Parsimony-Based approach for obtaining resource-efficient and trustworthy execution

  • Authors:
  • HariGovind V. Ramasamy;Adnan Agbaria;William H. Sanders

  • Affiliations:
  • Coordinated Science Laboratory, University of Illinois at Urbana-Champaign, Urbana, IL;Coordinated Science Laboratory, University of Illinois at Urbana-Champaign, Urbana, IL;Coordinated Science Laboratory, University of Illinois at Urbana-Champaign, Urbana, IL

  • Venue:
  • LADC'05 Proceedings of the Second Latin-American conference on Dependable Computing
  • Year:
  • 2005

Quantified Score

Hi-index 0.00

Visualization

Abstract

We propose a resource-efficient way to execute requests in Byzantine-fault-tolerant replication that is particularly well-suited for services in which request processing is resource-intensive. Previous efforts took a failure-masking all-active approach of using all 2t + 1 execution replicas to execute all requests, where t is the maximum number of failures tolerated. We describe an asynchronous execution protocol that combines failure masking with imperfect failure detection and checkpointing. Our protocol is parsimony-based since it uses only t + 1 execution replicas, called the primary committee or pc, to execute the requests normally. Under normal conditions, characterized by a stable network and no misbehavior by pc replicas, our approach enables a trustworthy reply to be obtained with the same latency as in the all-active approach, but with only about half of the overall resource use of the all-active approach. However, a request that exposes faults among the pc replicas will incur a higher latency than the all-active approach mainly due to fault detection latency. Under such conditions, the protocol switches to a recovery mode, in which all 2t + 1 replicas execute the request and send their replies.
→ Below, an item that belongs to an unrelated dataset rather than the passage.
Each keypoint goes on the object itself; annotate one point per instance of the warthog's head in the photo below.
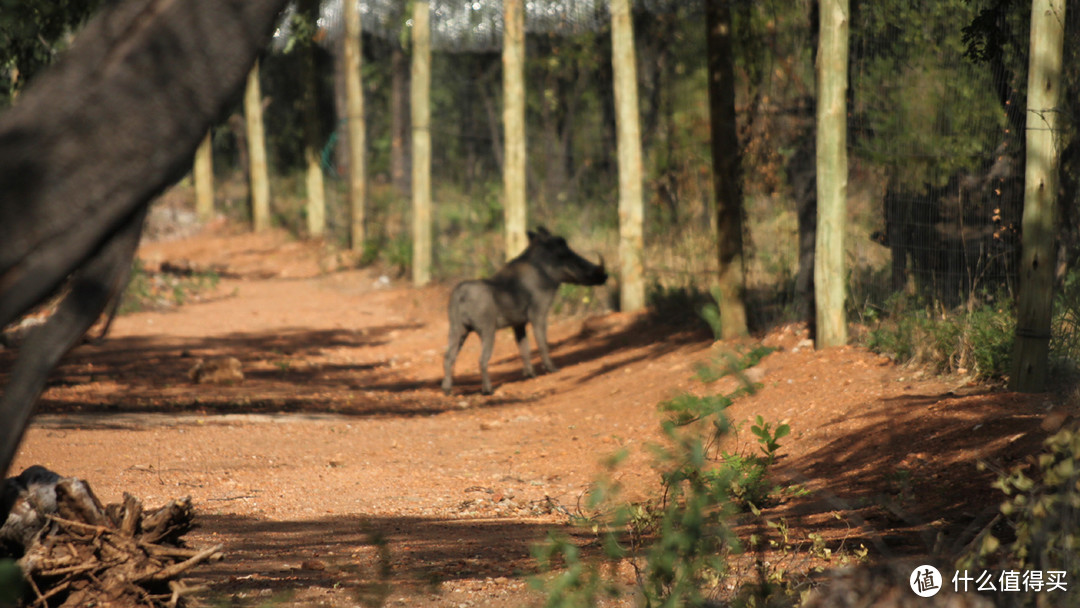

Then, after selecting a new pc, the request latency returns to the same level as that of all-active execution. Practical observations point to the fact that failures and instability are the exception rather than the norm. That motivated our decision to optimize resource efficiency for the common case, even if it means paying a slightly higher performance cost during periods of instability.